April 28, 2006 9:39 AM  
Blogger ericpaddon said...

I've yet to see "United 93" but I did get a chance to watch the A+E cable flick "Flight 93" this past weekend on DVD and I don't think it's fair to dismiss that movie just because it was made for television/cable. There is a long history of great productions made for that medium (including the only other good 9/11 movie before this, "DC 9/11") and this production is also a very straightforward telling that also communicates the ruthlessness of the hijackers and the heroism of the passengers quite effectively.

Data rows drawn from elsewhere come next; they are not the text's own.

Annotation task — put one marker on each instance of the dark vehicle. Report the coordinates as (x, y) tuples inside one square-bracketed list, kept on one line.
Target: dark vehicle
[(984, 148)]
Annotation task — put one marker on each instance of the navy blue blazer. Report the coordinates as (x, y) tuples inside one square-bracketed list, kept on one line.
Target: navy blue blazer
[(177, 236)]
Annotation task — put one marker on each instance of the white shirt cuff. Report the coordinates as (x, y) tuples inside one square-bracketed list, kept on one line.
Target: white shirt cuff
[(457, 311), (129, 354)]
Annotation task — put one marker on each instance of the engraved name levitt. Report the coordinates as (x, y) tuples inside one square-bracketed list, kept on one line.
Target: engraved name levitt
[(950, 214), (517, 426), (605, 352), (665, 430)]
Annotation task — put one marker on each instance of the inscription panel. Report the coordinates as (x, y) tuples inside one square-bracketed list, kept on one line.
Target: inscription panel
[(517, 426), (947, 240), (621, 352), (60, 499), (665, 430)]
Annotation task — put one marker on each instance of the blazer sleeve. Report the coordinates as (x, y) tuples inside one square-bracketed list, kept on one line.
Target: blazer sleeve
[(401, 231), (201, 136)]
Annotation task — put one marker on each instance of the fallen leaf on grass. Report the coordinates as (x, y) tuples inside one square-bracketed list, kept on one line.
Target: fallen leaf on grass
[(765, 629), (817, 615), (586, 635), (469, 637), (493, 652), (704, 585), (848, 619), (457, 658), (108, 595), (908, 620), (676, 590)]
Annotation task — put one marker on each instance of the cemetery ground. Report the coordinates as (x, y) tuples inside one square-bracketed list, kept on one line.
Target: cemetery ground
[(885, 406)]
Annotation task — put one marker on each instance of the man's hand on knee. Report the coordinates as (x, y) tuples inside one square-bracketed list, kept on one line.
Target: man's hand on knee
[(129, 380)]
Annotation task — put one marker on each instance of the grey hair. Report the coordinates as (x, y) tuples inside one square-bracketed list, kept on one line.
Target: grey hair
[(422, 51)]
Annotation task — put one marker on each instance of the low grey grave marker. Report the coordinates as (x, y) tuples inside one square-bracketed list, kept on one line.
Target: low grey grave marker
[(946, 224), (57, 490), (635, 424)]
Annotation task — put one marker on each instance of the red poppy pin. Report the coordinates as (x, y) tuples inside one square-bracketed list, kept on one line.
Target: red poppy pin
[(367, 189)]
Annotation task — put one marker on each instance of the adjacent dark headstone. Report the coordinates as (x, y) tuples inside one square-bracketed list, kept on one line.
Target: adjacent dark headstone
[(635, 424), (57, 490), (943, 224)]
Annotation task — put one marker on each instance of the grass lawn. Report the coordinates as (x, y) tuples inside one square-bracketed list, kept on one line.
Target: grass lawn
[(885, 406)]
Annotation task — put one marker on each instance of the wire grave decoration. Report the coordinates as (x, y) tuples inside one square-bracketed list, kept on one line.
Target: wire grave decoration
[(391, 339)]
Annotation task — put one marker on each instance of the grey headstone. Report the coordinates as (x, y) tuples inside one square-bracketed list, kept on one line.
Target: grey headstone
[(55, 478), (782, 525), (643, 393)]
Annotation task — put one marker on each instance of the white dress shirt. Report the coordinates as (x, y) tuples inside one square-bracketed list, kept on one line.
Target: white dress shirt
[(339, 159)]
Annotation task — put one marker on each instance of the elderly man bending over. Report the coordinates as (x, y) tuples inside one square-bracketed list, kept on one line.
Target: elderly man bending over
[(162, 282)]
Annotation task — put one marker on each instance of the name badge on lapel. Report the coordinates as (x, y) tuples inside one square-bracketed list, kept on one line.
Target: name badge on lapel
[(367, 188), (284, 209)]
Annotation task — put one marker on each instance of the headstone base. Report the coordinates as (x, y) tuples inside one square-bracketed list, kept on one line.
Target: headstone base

I don't know how it measures up to "United 93" but it is a work that should not be so easily dismissed.

May 04, 2006 12:41 PM  
Blogger Peter said...

I didn't, and wouldn't dismiss it. But to compare a wide-release studio film with a cable documentary is just silly. Rosenbaum wanted to make like Flight 93 films were popping up like weeds, but equating the two types of production--cable movie and Hollywood picture--is really stretching it.

May 04, 2006 4:03 PM  
Blogger ericpaddon said...

"Flight 93" is not the cable documentary produced by Discovery Channel (which was also good for what it was). And I don't think the comparison is necessarily silly because I've seen plenty of instances where a made for TV telling of an historical event was ultimately much better produced and done than its theatrical counterpart (some examples including how the 1991 NBC TV movie bio of Babe Ruth blew away the 92 theatrical mess with John Goodman, or how the 1981 telemovie "Miracle On Ice" was better in many areas than the 2003 theatrical version "Miracle").

I'm not citing that to defend the POV that there's too much about Flight 93 out there. From my standpoint, the more the better if they're done accurately and with the proper perspective.